Ce que certains appellent « fraude fiscale », et que d’autres appellent « optimisation fiscale » résulte de l’affrontement de deux logiques contradictoires. Presque de deux morales antinomiques. Dans le second cas, que ce soit à titre individuel pour le compte d’une société ou d’un groupe, chacun cherche à réaliser un profit, à s’assurer un revenu dont il pourra disposer pour satisfaire ses besoins ou ses désirs.

Dans le premier, des dirigeants politiques, des administrations, cherchent à confisquer la plus grande partie possible de ces profits ou de ces revenus pour ce qu’ils considèrent, ou prétendent être, le « bien public ». Services publics, administration du domaine public, éducation, santé, sécurité, défense … Beaucoup pensent que la recherche du profit, du revenu disponible, est la caractéristique du capitalisme. En fait, c’est le fondement de toute économie, dans les deux sens du terme. (cf. Le capitalisme n’existe pas Editions Bénévent) Les commentaires que je lis dans la presse à propos de la fraude fiscale consistent à mes veux à encourager le bourreau à s’acharner sur ses victimes.

La fiscalité française est malhonnête

Car il ne faut pas se voiler la face, la cause première et principale de la fraude fiscale se trouve dans la fiscalité elle-même. Dans sa conception anti-économique et confiscatoire, (Pour ceux à qui la notion n’est pas familière, elle tend à confisquer, à prendre, voire à voler, selon le point de vue, le fruit des efforts du « contribuable »). La contradiction conceptuelle aboutit à une contradiction méthodique, la fiscalité étant conçue « a posteriori », entendant taxer les chiffres d’affaires, investissements, revenus et profits, une fois réalisés. Les contribuables entendant la gérer « a priori », l’intégrant dans leurs coûts, leurs charges, pour conserver la maîtrise de leur entreprise ou de leurs affaires. Ce qui est, les exemples le montrent largement, une condition de survie.

La malhonnêteté de la fiscalité est due en outre à sa complexité, à la volonté d’intégrer dans la règle, la lutte contre la fraude, qui doit être traitée comme l’exception et non intégrée dans la règle et à la mentalité de racketteur développée chez ses agents, endoctrinés à penser que l’état est l’incarnation du bien et le profit privé, l’incarnation du mal. A y regarder de près, je ne serais pas loin d’en être progressivement venu à penser l’inverse. Considérant depuis quarante ans l’augmentation du budget de l’Etat et du budget social et la dégradation, lorsque ce n’est pas la désagrégation, des services publics, il ne devrait échapper à personne que les finances publiques sont de plus en plus mal gérées. En outre il ne semble y avoir aucune différence entre les méthodes de gestion de la « droite » et de la « gauche ».

A chaque instant et dans tous les domaines, on supprime des postes productifs, de soignants dans le système social, de fabrication, de culture agricole, pour créer des postes administratifs qui, dans la plupart des cas, ne rendent aucun service mais alourdissent et renchérissent la véritable production de biens et de services et détruisent sa compétitivité. Au cours de mon enfance, mon père étant un grand malade, j'ai beaucoup fréquenté les hôpitaux. On y rencontrait beaucoup de soignants et très peu d'administratifs.

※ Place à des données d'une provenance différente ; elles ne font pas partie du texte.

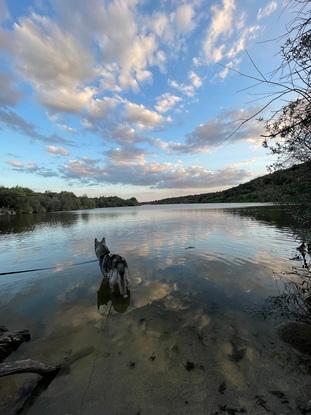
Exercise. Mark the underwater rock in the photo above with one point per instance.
(189, 365)
(298, 335)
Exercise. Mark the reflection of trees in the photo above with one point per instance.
(27, 223)
(289, 218)
(105, 296)
(294, 299)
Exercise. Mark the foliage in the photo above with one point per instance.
(286, 186)
(288, 131)
(24, 200)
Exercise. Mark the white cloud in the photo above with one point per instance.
(227, 36)
(239, 45)
(221, 25)
(52, 60)
(222, 129)
(4, 13)
(142, 116)
(15, 122)
(195, 79)
(9, 93)
(166, 102)
(184, 18)
(187, 88)
(59, 151)
(152, 174)
(267, 10)
(32, 168)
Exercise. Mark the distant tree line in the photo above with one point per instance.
(290, 185)
(24, 200)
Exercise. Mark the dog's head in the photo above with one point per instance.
(101, 249)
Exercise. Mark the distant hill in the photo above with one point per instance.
(288, 185)
(23, 200)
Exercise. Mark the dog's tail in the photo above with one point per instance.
(123, 277)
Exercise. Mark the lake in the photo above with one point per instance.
(196, 336)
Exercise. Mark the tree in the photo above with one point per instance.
(288, 132)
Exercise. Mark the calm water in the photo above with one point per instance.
(192, 338)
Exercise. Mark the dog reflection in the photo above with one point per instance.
(105, 295)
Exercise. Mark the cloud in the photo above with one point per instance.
(226, 36)
(217, 131)
(152, 174)
(57, 66)
(166, 102)
(59, 151)
(267, 10)
(31, 168)
(184, 18)
(9, 94)
(127, 155)
(239, 45)
(221, 26)
(172, 28)
(189, 88)
(13, 121)
(4, 13)
(142, 116)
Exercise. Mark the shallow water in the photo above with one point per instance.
(192, 338)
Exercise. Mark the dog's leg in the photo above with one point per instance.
(113, 279)
(126, 280)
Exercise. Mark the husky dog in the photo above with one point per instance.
(113, 267)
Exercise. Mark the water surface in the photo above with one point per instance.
(191, 340)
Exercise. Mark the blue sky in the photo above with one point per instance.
(133, 98)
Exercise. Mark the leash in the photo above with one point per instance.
(47, 268)
(103, 325)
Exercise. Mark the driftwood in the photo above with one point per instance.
(10, 341)
(26, 366)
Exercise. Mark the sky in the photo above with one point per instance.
(134, 97)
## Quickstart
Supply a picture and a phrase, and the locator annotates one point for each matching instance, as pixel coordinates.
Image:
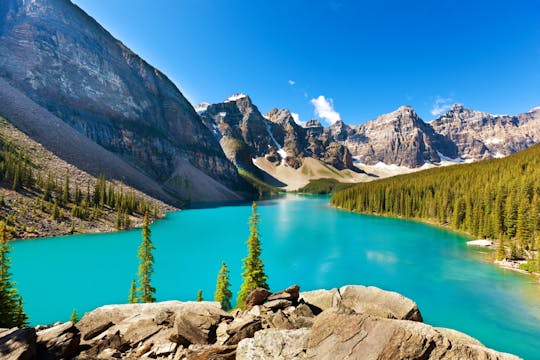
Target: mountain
(42, 194)
(245, 134)
(70, 66)
(479, 135)
(399, 138)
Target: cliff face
(353, 322)
(246, 134)
(479, 135)
(67, 63)
(399, 137)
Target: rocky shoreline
(352, 322)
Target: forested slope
(497, 199)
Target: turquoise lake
(305, 241)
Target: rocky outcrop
(352, 322)
(339, 333)
(479, 135)
(18, 344)
(241, 130)
(244, 134)
(68, 64)
(399, 138)
(367, 300)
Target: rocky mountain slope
(273, 147)
(479, 135)
(353, 322)
(27, 212)
(399, 138)
(65, 62)
(397, 142)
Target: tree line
(492, 199)
(59, 197)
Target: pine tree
(146, 263)
(56, 211)
(223, 293)
(133, 298)
(254, 275)
(11, 308)
(65, 192)
(501, 252)
(74, 318)
(523, 224)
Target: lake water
(306, 242)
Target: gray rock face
(67, 63)
(244, 133)
(18, 344)
(241, 129)
(366, 300)
(58, 342)
(399, 138)
(356, 322)
(479, 135)
(340, 333)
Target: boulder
(319, 299)
(58, 342)
(238, 329)
(377, 302)
(274, 344)
(277, 304)
(148, 329)
(214, 352)
(197, 324)
(257, 297)
(292, 294)
(345, 334)
(18, 344)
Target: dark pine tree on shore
(495, 199)
(223, 294)
(146, 264)
(11, 308)
(253, 275)
(133, 298)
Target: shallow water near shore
(305, 241)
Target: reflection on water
(304, 241)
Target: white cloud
(296, 119)
(324, 108)
(441, 105)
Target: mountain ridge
(67, 63)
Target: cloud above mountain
(324, 109)
(441, 105)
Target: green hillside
(496, 199)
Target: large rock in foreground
(352, 322)
(345, 334)
(367, 300)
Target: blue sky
(342, 59)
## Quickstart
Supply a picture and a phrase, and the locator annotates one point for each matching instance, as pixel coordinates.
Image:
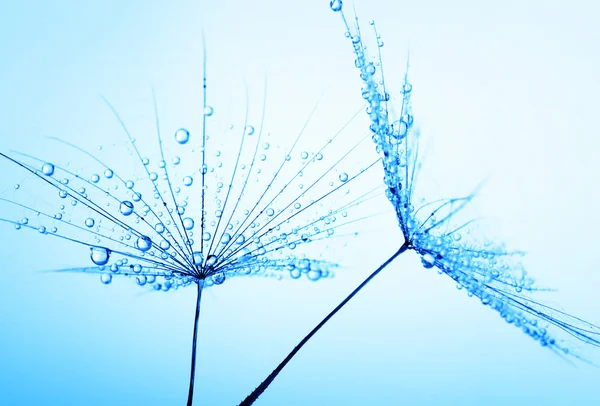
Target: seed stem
(265, 384)
(195, 339)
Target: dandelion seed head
(482, 268)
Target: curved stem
(193, 367)
(265, 384)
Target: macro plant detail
(483, 268)
(196, 211)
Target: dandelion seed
(487, 271)
(179, 226)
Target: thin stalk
(265, 384)
(193, 367)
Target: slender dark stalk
(193, 367)
(265, 384)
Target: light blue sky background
(506, 89)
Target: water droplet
(336, 5)
(48, 169)
(99, 255)
(143, 243)
(188, 223)
(211, 260)
(218, 278)
(182, 136)
(295, 273)
(314, 274)
(126, 208)
(197, 258)
(428, 260)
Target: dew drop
(99, 255)
(182, 136)
(188, 223)
(427, 260)
(335, 5)
(314, 274)
(219, 278)
(197, 258)
(48, 169)
(143, 243)
(211, 260)
(126, 208)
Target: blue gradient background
(506, 89)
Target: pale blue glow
(506, 91)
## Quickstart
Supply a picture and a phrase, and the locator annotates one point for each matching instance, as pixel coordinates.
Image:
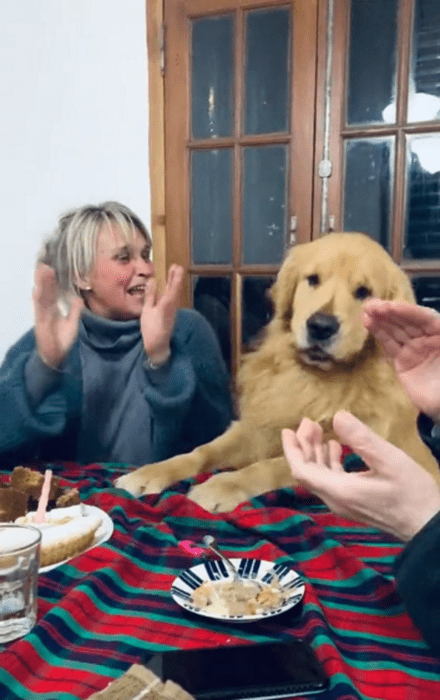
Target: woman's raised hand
(158, 315)
(55, 332)
(410, 335)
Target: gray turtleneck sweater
(105, 405)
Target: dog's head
(320, 292)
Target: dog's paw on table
(219, 494)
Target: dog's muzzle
(321, 328)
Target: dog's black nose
(322, 326)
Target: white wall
(73, 127)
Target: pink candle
(40, 515)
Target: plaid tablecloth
(111, 606)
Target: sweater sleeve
(417, 571)
(25, 422)
(189, 396)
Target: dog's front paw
(144, 480)
(219, 494)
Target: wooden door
(239, 135)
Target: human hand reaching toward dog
(158, 315)
(410, 336)
(395, 495)
(55, 332)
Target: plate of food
(68, 532)
(260, 589)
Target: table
(111, 606)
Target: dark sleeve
(189, 397)
(417, 571)
(25, 425)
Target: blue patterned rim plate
(252, 569)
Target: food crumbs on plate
(237, 597)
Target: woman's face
(120, 274)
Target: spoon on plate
(210, 543)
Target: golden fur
(316, 359)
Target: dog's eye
(313, 280)
(362, 292)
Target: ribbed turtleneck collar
(104, 334)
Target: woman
(109, 373)
(395, 494)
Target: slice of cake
(23, 491)
(13, 503)
(65, 533)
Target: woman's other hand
(158, 315)
(395, 495)
(55, 332)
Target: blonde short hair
(71, 249)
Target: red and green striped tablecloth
(111, 606)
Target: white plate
(251, 569)
(102, 534)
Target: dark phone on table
(256, 671)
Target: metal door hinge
(325, 168)
(162, 49)
(293, 227)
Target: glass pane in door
(257, 309)
(212, 298)
(424, 79)
(422, 230)
(371, 85)
(211, 205)
(368, 187)
(264, 204)
(212, 84)
(267, 71)
(427, 291)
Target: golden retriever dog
(317, 358)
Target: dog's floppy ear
(400, 287)
(284, 288)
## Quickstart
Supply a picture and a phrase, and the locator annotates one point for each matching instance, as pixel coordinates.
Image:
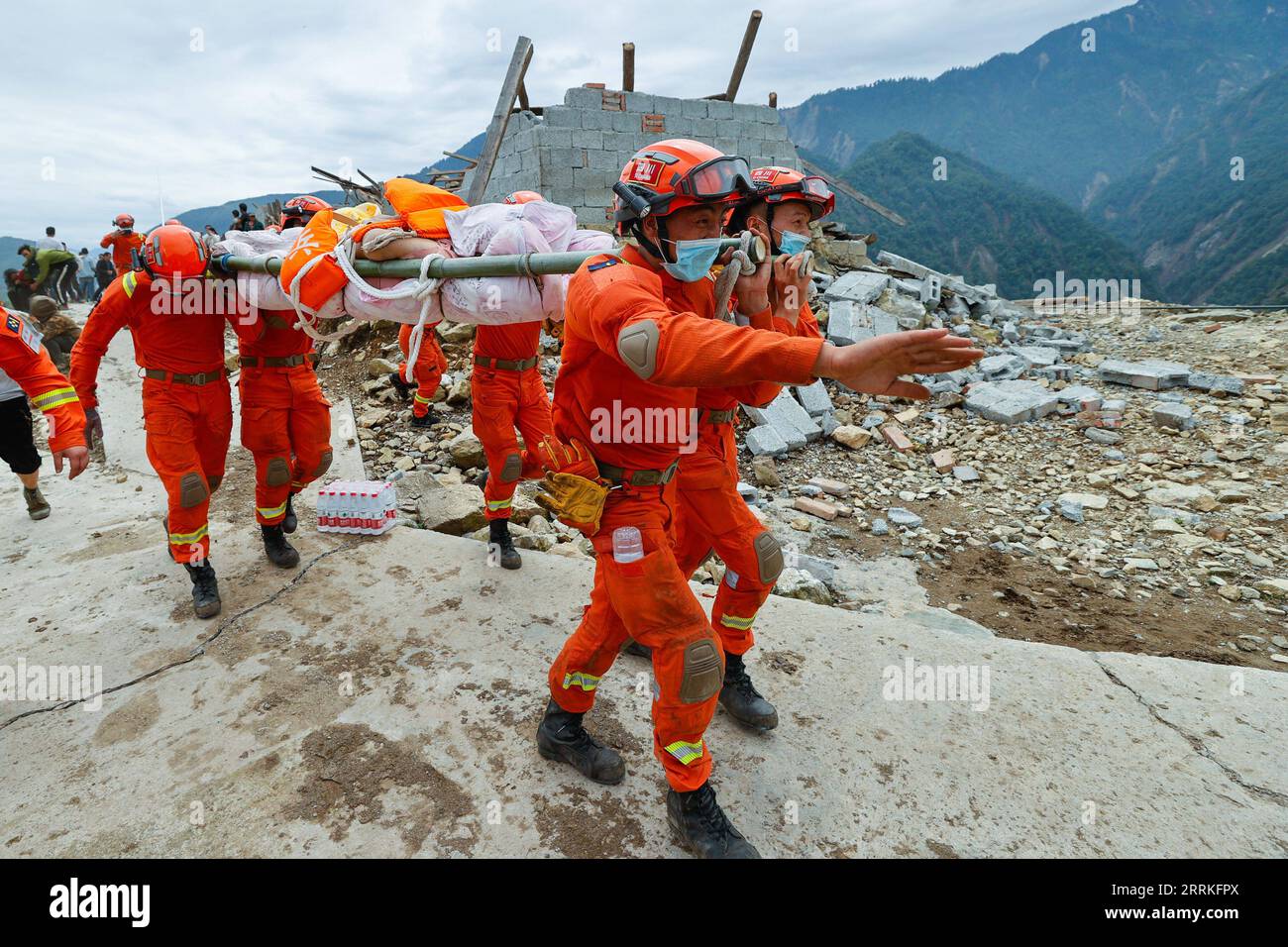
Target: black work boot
(742, 701)
(399, 385)
(638, 650)
(500, 539)
(38, 506)
(702, 827)
(562, 737)
(277, 549)
(205, 589)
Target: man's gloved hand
(575, 500)
(572, 488)
(93, 428)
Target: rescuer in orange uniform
(286, 420)
(430, 365)
(124, 243)
(631, 359)
(507, 392)
(711, 517)
(26, 364)
(187, 411)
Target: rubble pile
(1132, 453)
(1122, 454)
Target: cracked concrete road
(381, 699)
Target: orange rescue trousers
(188, 428)
(430, 365)
(286, 425)
(506, 399)
(711, 515)
(649, 600)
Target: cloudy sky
(119, 107)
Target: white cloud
(201, 103)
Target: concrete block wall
(574, 154)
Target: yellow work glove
(576, 501)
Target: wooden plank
(854, 195)
(500, 119)
(627, 67)
(739, 65)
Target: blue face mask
(694, 258)
(790, 243)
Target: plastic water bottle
(627, 544)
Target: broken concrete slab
(1171, 415)
(1151, 373)
(765, 441)
(1010, 402)
(1003, 368)
(814, 398)
(857, 286)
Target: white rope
(739, 264)
(424, 289)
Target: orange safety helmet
(301, 209)
(172, 252)
(670, 175)
(776, 184)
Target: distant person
(124, 243)
(52, 266)
(26, 371)
(85, 274)
(50, 241)
(58, 331)
(17, 287)
(103, 273)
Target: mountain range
(975, 221)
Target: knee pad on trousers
(192, 489)
(511, 470)
(323, 464)
(278, 474)
(769, 558)
(703, 674)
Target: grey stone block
(1010, 402)
(1038, 356)
(814, 398)
(563, 118)
(1003, 368)
(584, 98)
(1151, 373)
(858, 286)
(1172, 415)
(640, 102)
(1207, 381)
(841, 322)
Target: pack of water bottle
(362, 506)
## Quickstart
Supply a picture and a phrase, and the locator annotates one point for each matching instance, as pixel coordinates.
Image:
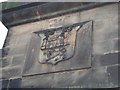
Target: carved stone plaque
(59, 49)
(57, 44)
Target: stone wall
(103, 71)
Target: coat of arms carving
(57, 44)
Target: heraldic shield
(57, 44)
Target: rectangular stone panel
(60, 49)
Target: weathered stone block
(113, 75)
(109, 59)
(18, 60)
(81, 57)
(15, 83)
(11, 72)
(6, 61)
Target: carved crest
(57, 44)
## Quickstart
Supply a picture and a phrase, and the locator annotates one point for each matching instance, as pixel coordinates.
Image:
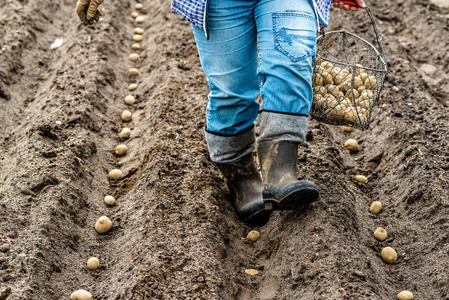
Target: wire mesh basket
(349, 74)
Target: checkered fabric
(195, 11)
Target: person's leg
(229, 60)
(287, 47)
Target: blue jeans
(257, 47)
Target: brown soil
(174, 235)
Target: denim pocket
(295, 34)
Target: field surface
(174, 234)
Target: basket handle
(352, 3)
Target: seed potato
(375, 207)
(93, 263)
(103, 224)
(81, 295)
(389, 255)
(127, 116)
(134, 57)
(253, 236)
(121, 150)
(405, 295)
(380, 234)
(137, 38)
(361, 179)
(352, 145)
(115, 174)
(125, 133)
(133, 71)
(109, 200)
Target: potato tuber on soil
(115, 174)
(125, 133)
(137, 38)
(380, 234)
(253, 236)
(389, 255)
(109, 200)
(103, 224)
(405, 295)
(375, 207)
(352, 145)
(93, 263)
(134, 57)
(251, 272)
(127, 116)
(121, 150)
(130, 100)
(361, 179)
(81, 295)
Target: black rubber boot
(281, 189)
(245, 185)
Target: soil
(174, 234)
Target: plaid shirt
(195, 11)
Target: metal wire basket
(349, 74)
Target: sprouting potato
(327, 65)
(103, 224)
(115, 174)
(328, 79)
(125, 133)
(352, 145)
(319, 90)
(121, 150)
(389, 255)
(361, 178)
(253, 236)
(380, 234)
(109, 200)
(81, 295)
(375, 207)
(405, 295)
(134, 57)
(133, 71)
(127, 116)
(371, 83)
(93, 263)
(137, 38)
(318, 79)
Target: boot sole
(294, 200)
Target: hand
(88, 11)
(345, 6)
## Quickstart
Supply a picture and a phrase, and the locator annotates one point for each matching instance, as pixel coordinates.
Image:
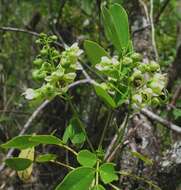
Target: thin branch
(153, 31)
(12, 29)
(26, 126)
(148, 26)
(157, 118)
(157, 18)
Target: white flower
(29, 94)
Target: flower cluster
(145, 83)
(56, 70)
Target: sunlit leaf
(104, 95)
(86, 158)
(78, 179)
(46, 158)
(20, 142)
(108, 173)
(94, 51)
(18, 164)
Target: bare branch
(157, 118)
(12, 29)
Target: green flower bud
(153, 67)
(137, 99)
(69, 77)
(143, 68)
(38, 41)
(158, 83)
(136, 57)
(44, 51)
(127, 61)
(48, 90)
(155, 101)
(46, 66)
(53, 37)
(146, 94)
(137, 78)
(38, 61)
(43, 35)
(38, 75)
(30, 94)
(164, 96)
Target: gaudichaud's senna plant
(123, 78)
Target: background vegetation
(156, 33)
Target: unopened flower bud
(38, 61)
(136, 57)
(155, 101)
(153, 66)
(137, 99)
(127, 61)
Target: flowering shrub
(123, 79)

Dans notre société tout est argent, on oublie la valeur des tâches

De nos jours, c'est l'inverse. On a l'impression que bientôt le système social n'emploiera plus que du personnel administratif. Il est déjà clair que la santé des patients n'y est plus qu'une préoccupation secondaire, les préoccupations primordiales étant devenues administratives et financières. Il est largement temps, dans ce domaine et dans les autres, d'inverser la tendance, de réduire les tâches administratives, voire d'en supprimer autant que possible car, comme chacun le sait, la principale fonction de l'administration consiste à créer de l'administration, de réorienter l'effort vers la finalité, la santé pour le système social. En effet, notre société est devenue folle, nous sommes tous devenus fous. Lorsque quelqu'un a besoin d'un logement, que lui donne‐t‐on ? Un appartement, un toit, une chambre ? Pas du tout : de l'argent. Si un autre a faim, soif ? On lui donne aussi de l'argent ! Pour quelqu'un qui souffre, de blessures, de la perte d'un proche ? De l'argent !


Comme le disait un vieil indien, à force de tout remplacer par l'argent, il faudra finir par manger les billets et boire l'argent liquide. Cette méthode, que l'on appelle en économie « détour de production », crée pour chaque service, une multitude de tâches administratives : Organisation de la collecte des fonds, élaboration de barèmes de cotisation, de calcul de répartition, de perception, de contrôle ... Tous parfaitement évitables, sinon inutiles. Compliquant en outre les soins et prestations : élaboration et acquisition des droits, contrôle, compte rendu, organisation conséquente des soins. Lors d'une de mes hospitalisations, je me faisais la réflexion que nombre de patients présents dans l'établissement, plutôt que de s'ennuyer et passer leur journée devant leurs écrans de télévision, auraient pu accomplir une partie importante des tâches. Ce qui réduirait coûts et fiscalité et leur éviterait de se sentir inutiles et exclus.

Il est reproché aux « fraudeurs » du fisc de chercher à échapper à l'impôt perçu en France. Ils répondent avoir contribué, beaucoup plus que la plupart de nos concitoyens, à la richesse nationale. L'un et l'autre sont incontestables. Il est en effet incontestable qu'une grande partie de la population contribue fort peu, à la fois à la création de richesse, au budget de l'Etat et aux services publics. Mais qu'en ce qui concerne ses membres, il ne s'agit le plus souvent pas d'un choix mais d'une conséquence du système et particulièrement des critères financiers inappropriés. Et le fond du problème est là. Notre fiscalité est un système financier qui, quelles que soient les dispositions qui seront prises à ce titre, ne pourra jamais qu'être favorable aux financiers et défavorable à tous les autres.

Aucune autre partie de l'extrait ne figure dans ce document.